Gamemodes include Death Match, Last Man Standing, Hunted, Team variants of all the aforementioned, and a twisted take on capture the flag called Nuke Mode. Nuke mode is a clear standout from the relatively cut and dry formula of the other modes, a features two teams attempting to destroy a hulking statue that represents the enemy faction. The catch is that the only way to destroy these statues is to kidnap the enemy leader from their base, drag them from behind your car all the way to a massive missile launcher, and then to sacrifice them to the machine in order to earn a controllable missile that you can then pilot into the enemy statue in order to score.
All games come in ranked and unranked varities, with the ranked games having previously set parameters and the unranked versions allowing the host to customize the gameplay experience to an absurd degree. There are 8 massive maps in total featuring locations as varied as desert canyons, a rooftop skyline and an amusement park. All of these maps can also be broken down into smaller gameplay sections for more up close and personal matches.

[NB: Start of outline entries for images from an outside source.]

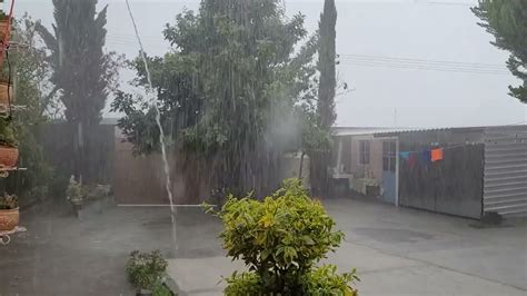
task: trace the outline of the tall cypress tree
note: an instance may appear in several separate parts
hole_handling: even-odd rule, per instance
[[[337,119],[335,111],[335,89],[337,88],[336,73],[336,38],[337,8],[335,0],[324,2],[324,12],[320,16],[319,33],[320,50],[318,55],[318,69],[320,82],[318,88],[318,112],[320,126],[325,129],[331,128]]]
[[[50,52],[47,57],[64,116],[71,127],[72,172],[90,179],[88,159],[95,128],[101,120],[109,91],[117,81],[113,53],[103,51],[107,7],[96,12],[97,0],[53,0],[53,34],[37,30]]]
[[[527,103],[527,1],[479,0],[473,12],[481,19],[479,26],[496,38],[490,43],[510,52],[507,68],[523,83],[509,86],[509,95]]]
[[[335,124],[337,114],[335,111],[335,90],[337,88],[336,73],[336,27],[337,8],[335,0],[324,2],[324,12],[320,14],[319,22],[319,52],[318,70],[320,80],[318,88],[318,126],[324,132],[329,134]],[[315,194],[328,193],[328,164],[330,162],[329,149],[319,149],[309,152],[311,159],[310,181]]]

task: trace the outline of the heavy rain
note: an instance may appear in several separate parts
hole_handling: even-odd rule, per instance
[[[0,296],[527,294],[526,1],[0,10]]]

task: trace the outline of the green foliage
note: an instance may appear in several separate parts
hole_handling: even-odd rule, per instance
[[[82,185],[76,181],[71,176],[68,187],[66,188],[66,198],[73,205],[80,205],[83,200]]]
[[[31,199],[46,197],[48,186],[57,178],[38,140],[40,127],[48,121],[53,101],[44,93],[49,88],[49,68],[44,60],[46,50],[38,46],[36,22],[27,14],[13,21],[11,40],[28,45],[23,50],[10,51],[9,63],[4,62],[3,68],[3,77],[9,76],[9,70],[17,77],[16,103],[24,106],[24,110],[13,112],[10,122],[0,119],[0,130],[9,124],[9,128],[16,131],[20,152],[19,166],[27,170],[11,172],[6,180],[6,189],[16,191],[24,203],[30,203]],[[0,135],[6,134],[0,131]]]
[[[126,272],[130,282],[137,288],[161,290],[159,285],[162,284],[167,267],[168,262],[163,258],[161,251],[141,253],[135,250],[130,254]]]
[[[479,0],[471,10],[481,19],[479,26],[496,38],[491,43],[510,52],[507,68],[523,85],[509,86],[509,95],[527,103],[527,1]]]
[[[0,209],[16,209],[18,208],[18,197],[16,195],[4,194],[0,196]]]
[[[334,265],[322,265],[314,268],[304,279],[306,295],[346,295],[356,296],[357,290],[349,283],[359,280],[356,270],[337,274]]]
[[[161,283],[157,283],[151,288],[152,296],[173,296],[172,292]]]
[[[241,259],[248,273],[227,278],[227,295],[349,295],[354,273],[336,274],[336,267],[315,265],[335,251],[344,234],[320,201],[312,200],[298,179],[264,200],[250,195],[230,196],[217,214],[223,221],[222,246],[232,259]],[[315,268],[315,269],[314,269]],[[314,294],[310,294],[314,292]]]
[[[92,176],[90,158],[102,109],[111,91],[118,87],[121,58],[105,52],[107,6],[97,12],[97,0],[53,0],[53,30],[40,22],[36,30],[46,45],[46,62],[51,69],[53,89],[48,98],[58,98],[69,124],[67,145],[73,150],[68,174]]]
[[[149,91],[157,95],[168,140],[215,159],[216,188],[259,194],[276,187],[277,156],[297,136],[281,134],[295,121],[316,48],[296,52],[307,34],[304,16],[287,18],[280,2],[202,0],[199,12],[185,11],[165,29],[172,50],[148,58]],[[131,66],[136,83],[146,86],[145,67],[138,60]],[[159,150],[148,101],[120,93],[112,108],[126,114],[119,127],[136,152]]]
[[[335,0],[325,0],[324,12],[320,14],[320,22],[318,24],[320,34],[320,50],[318,55],[318,69],[320,70],[318,114],[320,116],[320,125],[326,129],[331,128],[337,118],[335,110],[335,91],[337,88],[336,24],[337,8],[335,7]]]

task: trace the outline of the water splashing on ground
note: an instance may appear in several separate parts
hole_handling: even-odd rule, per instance
[[[132,13],[132,10],[130,8],[130,3],[128,2],[128,0],[127,0],[127,8],[128,8],[128,12],[130,13],[130,19],[131,19],[132,24],[133,24],[133,30],[136,32],[137,41],[139,42],[141,59],[142,59],[142,62],[145,63],[145,70],[147,72],[148,86],[150,87],[150,90],[152,90],[153,86],[152,86],[152,80],[150,78],[150,71],[148,69],[147,53],[145,52],[145,48],[142,47],[141,37],[139,36],[139,30],[138,30],[137,24],[136,24],[136,19],[133,18],[133,13]],[[161,112],[159,111],[159,107],[158,107],[156,98],[153,96],[151,97],[150,102],[153,106],[153,108],[156,109],[156,122],[157,122],[158,128],[159,128],[159,142],[161,145],[161,155],[162,155],[162,162],[163,162],[165,177],[166,177],[165,189],[167,190],[168,199],[170,201],[170,213],[171,213],[170,218],[171,218],[171,221],[172,221],[172,243],[173,243],[173,250],[176,251],[177,248],[178,248],[177,239],[176,239],[177,238],[177,236],[176,236],[176,207],[173,205],[173,196],[172,196],[172,190],[170,188],[170,185],[172,182],[170,180],[170,167],[168,165],[168,158],[167,158],[167,147],[166,147],[166,142],[165,142],[165,130],[163,130],[162,125],[161,125]]]

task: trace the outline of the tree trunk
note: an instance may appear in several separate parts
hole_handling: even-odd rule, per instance
[[[298,179],[302,179],[302,167],[304,167],[304,157],[306,156],[306,152],[302,151],[302,155],[300,156],[300,168],[298,169]]]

The multiplayer is probably the best aspect of the Twisted Metal experience, and while all the vehicles are balanced and the gameplay itself is solid, the multiplayer client does seem to have extensive issues when it comes to connecting to lobbies. I experienced extremely frequent “connection errors” that would see me attempting to join a lobby, any lobby, for 15 minutes at a time with no luck. There are also moments when you’ll be randomly kicked out of a game for no discernible reason. This does put quite a big damper on the whole multiplayer aspect of the game, but when it’s working properly the game is a joy to play.
Fans have been waiting a full decade for another major title in the series, and despite a handful of annoying issues it seems obvious that Eat Sleep Play has proven that the Car Combat Genre of the 90’s is far from dead. However, if you’ve never enjoyed this series or the Car Combat games of the past, this game probably wont convert you. I for one, can’t wait to see what other treats Sweet Tooth has in store for us in the future.